On the other hand, the regularity, symmetry, and above all mathematical expression of these functions in equations, such as the one shown in equation 4.1, more or less delimited statistical practice. Such expressions offer great tractability since their shape, area, or volume can all be expressed in terms of key tendencies such as μ, the mean, and σ, the variance. The eighteenth and nineteenth-century development of statistical practice pivots on manipulations that combine or generalise such expressions to an increasing variety of situations. For instance, in Fig. 4.2, the normal distribution shown in Equation 4.1 for one variable x becomes a bvariate normal distribution for two variables x1 and x2. Nevertheless, these equations also limit the range of shapes, areas, and volumes that statistical practice could map onto events. When statisticians speak of ‘fitting a density’ (a probability distribution) to data, they affirm their commitment to the regular forms of probability distributions.
The Endless Flow of Random Variables
Both aspects of this commitment – the curve as underlying reality of events, and the normalised expression of curves in functions whose parameters shape the curve – begin to shift in techniques such as MCMC. In particular, following Deleuze’s discussion of the monad as distributive number, we might say that the probability distributions now function less as the collective form of individuals, and more as the distributive form of individuals across increasingly complex and folded surfaces. We saw above that MCMC inaugurates ‘a world where “exact” now means “simulated”’ (Robert and Casella 2008: 18). This comment links an analytical quality – exactitude – with a calculative, modelling process – simulation. But rather than attesting to the pre-eminence of simulation, we should see techniques such as MCMC as ways of exploring the concavities and convexities, the surfaces and volumes generated by random variables. Put more statistically, MCMC maps the contoured and folded surfaces that arise as flows of data or random variables come together in one joint probability distribution.

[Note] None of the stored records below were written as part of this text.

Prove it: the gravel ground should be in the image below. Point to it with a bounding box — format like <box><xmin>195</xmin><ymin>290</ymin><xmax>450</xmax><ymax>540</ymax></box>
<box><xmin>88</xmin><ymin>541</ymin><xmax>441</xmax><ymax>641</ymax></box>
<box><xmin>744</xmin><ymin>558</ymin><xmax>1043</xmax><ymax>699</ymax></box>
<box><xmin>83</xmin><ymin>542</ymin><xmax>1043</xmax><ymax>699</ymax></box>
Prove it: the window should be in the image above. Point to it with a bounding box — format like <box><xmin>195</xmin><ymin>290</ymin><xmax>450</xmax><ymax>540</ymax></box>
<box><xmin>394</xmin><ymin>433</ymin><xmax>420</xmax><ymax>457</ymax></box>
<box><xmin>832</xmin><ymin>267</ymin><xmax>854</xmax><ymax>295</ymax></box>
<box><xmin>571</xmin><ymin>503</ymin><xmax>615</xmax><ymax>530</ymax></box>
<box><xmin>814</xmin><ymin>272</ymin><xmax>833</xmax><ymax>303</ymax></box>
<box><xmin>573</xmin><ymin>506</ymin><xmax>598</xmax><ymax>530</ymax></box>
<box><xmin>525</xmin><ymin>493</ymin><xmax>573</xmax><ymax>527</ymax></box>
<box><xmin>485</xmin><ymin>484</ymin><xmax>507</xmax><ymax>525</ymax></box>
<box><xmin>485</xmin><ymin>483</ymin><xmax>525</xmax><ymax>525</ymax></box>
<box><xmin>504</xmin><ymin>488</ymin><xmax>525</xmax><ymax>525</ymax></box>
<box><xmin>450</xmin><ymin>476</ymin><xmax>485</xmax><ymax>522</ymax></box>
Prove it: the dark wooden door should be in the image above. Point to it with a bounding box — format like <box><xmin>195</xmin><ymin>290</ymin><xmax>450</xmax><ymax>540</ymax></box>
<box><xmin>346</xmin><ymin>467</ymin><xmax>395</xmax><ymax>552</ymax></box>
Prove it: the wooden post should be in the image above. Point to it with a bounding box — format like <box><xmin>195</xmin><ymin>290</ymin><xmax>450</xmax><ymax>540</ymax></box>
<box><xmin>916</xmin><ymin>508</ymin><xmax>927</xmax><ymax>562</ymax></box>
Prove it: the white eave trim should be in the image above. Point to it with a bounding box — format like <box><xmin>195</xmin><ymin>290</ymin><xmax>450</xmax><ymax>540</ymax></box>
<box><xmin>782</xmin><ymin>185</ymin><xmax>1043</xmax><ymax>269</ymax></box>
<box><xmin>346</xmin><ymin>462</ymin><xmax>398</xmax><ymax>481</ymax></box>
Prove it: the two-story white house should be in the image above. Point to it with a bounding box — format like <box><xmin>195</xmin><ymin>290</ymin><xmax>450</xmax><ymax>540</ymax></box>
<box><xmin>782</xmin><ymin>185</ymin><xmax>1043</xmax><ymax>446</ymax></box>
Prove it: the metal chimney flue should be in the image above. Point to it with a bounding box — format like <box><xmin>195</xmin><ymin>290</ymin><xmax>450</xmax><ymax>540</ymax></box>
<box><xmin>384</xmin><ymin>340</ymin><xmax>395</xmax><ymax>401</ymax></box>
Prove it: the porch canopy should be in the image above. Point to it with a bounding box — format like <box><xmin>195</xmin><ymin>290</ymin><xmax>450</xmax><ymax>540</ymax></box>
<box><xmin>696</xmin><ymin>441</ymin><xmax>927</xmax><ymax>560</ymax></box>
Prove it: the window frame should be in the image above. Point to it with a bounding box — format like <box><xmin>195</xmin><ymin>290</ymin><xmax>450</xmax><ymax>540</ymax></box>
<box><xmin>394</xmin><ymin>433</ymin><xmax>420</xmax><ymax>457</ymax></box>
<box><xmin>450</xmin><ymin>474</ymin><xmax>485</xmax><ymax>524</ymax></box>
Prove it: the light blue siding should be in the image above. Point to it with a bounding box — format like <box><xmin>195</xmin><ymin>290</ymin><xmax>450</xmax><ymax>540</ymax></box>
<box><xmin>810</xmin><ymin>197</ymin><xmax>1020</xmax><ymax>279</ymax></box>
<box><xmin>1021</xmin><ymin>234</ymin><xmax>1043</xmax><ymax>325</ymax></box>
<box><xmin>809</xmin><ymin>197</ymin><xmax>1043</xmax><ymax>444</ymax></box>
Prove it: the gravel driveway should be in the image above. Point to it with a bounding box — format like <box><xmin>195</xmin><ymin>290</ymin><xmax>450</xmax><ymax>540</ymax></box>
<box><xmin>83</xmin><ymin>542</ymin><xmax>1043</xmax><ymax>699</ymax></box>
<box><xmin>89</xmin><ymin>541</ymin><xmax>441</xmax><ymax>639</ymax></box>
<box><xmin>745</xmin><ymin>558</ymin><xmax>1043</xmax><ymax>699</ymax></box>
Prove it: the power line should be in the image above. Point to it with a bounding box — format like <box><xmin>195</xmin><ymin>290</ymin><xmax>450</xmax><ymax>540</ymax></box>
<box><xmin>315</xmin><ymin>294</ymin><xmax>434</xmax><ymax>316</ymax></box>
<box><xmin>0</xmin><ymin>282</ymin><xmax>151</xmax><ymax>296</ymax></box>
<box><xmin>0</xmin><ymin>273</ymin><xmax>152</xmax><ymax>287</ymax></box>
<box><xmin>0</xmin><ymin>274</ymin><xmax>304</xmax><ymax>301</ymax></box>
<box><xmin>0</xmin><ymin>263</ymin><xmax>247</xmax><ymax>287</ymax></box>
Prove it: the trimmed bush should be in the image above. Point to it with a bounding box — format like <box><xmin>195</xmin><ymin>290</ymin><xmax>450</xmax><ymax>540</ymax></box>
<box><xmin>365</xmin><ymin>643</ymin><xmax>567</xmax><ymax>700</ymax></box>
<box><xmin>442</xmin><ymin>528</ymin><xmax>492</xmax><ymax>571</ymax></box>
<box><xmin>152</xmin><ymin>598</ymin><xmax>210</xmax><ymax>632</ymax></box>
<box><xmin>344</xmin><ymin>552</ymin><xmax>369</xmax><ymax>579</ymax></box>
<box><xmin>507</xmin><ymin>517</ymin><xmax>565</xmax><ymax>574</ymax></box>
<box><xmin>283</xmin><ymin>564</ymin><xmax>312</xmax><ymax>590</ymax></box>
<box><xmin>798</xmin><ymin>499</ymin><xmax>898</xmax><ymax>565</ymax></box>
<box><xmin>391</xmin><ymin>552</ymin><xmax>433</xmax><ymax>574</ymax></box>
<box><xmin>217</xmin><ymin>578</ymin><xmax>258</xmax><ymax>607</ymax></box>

These surfaces, generated by the combinations of mathematical functions or probability distributions, are not easy to see or explore, except in the exceptional cases where calculus can deliver a deductive analytical ‘closed form’ solution to the problems of integration: finding the area and thereby estimating the distribution function for one variable. By contrast, MCMC effectively simulates some important parts of the surface, and in simulating convoluted volumes loosens the analytical ties that bind probability to certain well-characterised analytical regular forms such as the normal curve. In this simulation of folded and multiplied probability distributions, the lines between objective and subjective, or aleatory and epistemic probability, begin to shift not towards some total computer simulation of reality but towards a refolding of probability through world and experience. The subjective and the objective undergo an ontological transformation in which calculation lies neither simply on the side of the knowing subject nor inheres in things in the world. These practices perhaps make those boundaries radically convoluted.
Fig. 4.3 shows two plots. The histogram on the left shows the occurrence of 10,000 computer-generated random numbers between 0 and 1, and as expected, or hoped, they are more or less uniformly distributed between 0 and 1. No single number is much more likely than another. This is a simulation of the simplest probability distribution of all, the uniform probability distribution in which all events are equally likely. The uniform distribution could be assigned to a random variable. The plot on the right derives from the same set of 10,000 random numbers, but shows a different probability distribution in which events mapped to numbers close to 0 are much more likely than events close to 1. What has happened here? The reshaping of the flow of numbers depends on a very simple multiplication of the simulated uniform distribution by itself:
A real function of a random variable is another random variable. Random variables with a wide variety of distributions can be obtained by transforming a standard uniform random variable U ≈ UNIF(0, 1) (Suess and Trumbo 2010: 32).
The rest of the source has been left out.